I think, frankly, that is the way most marriages go. Ten, twenty, thirty years in, you realize it’s not turning out according to how you dream. She or he isn’t all I wanted, hoped for, or even think is right. It’s just not happening. That is where most marriages are, I would say.

This means that God’s purpose for you is to refine and deepen your faith and your holiness through the disappointing parts of your spouse’s personality. I’m going say that again. God’s purpose for you is to refine and deepen your faith and your holiness through the disappointing parts of your spouse’s personality. The fight of faith is to treat your spouse better and better out of the resources that you find in Christ.

God’s Plan for Change

Paul said to the church in Thessalonica, “We urge you, brothers, admonish the idle, encourage the fainthearted, help the weak, be patient with them all” (1 Thessalonians 5:14). It’s very likely that the idle, the fainthearted, and the weak were married. That’s the kind of spouse people had in that church.

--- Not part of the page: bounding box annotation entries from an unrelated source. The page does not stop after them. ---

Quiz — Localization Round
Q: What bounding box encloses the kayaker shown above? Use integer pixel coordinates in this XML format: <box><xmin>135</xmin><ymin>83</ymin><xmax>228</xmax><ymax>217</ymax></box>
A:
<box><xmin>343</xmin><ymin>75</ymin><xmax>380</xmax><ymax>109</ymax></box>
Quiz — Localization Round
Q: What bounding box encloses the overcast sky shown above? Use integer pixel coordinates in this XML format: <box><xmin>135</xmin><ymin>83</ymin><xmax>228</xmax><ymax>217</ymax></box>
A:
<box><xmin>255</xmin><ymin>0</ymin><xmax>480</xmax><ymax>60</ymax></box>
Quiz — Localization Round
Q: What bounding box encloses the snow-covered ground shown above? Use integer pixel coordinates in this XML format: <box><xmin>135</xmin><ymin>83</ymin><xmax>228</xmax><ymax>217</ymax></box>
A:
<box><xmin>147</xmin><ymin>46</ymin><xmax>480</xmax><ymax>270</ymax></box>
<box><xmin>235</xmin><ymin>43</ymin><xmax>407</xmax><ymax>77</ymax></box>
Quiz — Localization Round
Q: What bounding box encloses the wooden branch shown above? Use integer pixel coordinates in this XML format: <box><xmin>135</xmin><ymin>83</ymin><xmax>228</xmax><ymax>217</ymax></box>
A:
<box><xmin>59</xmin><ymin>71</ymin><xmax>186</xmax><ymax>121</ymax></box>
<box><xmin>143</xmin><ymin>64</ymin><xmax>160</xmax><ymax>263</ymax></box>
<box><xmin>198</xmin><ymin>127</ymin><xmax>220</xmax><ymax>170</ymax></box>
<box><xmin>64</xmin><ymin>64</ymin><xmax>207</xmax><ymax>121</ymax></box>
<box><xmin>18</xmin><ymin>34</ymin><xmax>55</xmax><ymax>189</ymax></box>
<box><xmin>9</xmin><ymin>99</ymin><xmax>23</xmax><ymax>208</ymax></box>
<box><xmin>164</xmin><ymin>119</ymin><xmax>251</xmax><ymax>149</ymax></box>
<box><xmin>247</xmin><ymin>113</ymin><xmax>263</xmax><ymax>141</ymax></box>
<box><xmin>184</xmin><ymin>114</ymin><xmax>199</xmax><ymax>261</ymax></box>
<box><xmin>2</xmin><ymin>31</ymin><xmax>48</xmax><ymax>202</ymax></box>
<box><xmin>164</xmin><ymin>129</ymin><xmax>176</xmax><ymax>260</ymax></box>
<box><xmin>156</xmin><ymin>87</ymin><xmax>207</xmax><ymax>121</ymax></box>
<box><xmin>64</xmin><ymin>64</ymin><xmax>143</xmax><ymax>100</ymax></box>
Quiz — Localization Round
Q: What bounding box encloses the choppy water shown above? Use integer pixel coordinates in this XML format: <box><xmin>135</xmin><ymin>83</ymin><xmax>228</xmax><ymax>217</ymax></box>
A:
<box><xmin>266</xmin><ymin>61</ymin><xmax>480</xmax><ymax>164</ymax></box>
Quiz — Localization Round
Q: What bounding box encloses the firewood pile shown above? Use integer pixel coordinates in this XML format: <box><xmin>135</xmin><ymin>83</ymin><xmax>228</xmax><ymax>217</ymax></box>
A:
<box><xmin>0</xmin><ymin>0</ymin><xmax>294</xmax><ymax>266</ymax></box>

“God will provide every grace you need to make your marriage the most fruitful place for growing in godliness.”

It’s helpful if you meditate on those three words, especially in the Greek. First, we have idle: undisciplined, disorderly, and lazy. Then fainthearted: small-souled, incapable of feeling large and great things with any attraction, easily discouraged, and content with insignificant experiences. Finally, weak: vulnerable to something incapacitating — some debilitating limitation. It could be physical or mental.

Paul gives little indication in that verse that these kinds of people are going away. They will always be with us in the church, and maybe in a family. We pray. We hope for growth. And that is not wrong. In fact, I think it’s essential. We pray, and we hope for growth. But the word to us is to be patient with them all. Love suffers long and is kind.

How long? Well, the marriage vow says for better or for worse as long as we both shall live. God will provide every grace you need to make your marriage the most fruitful place for growing in godliness.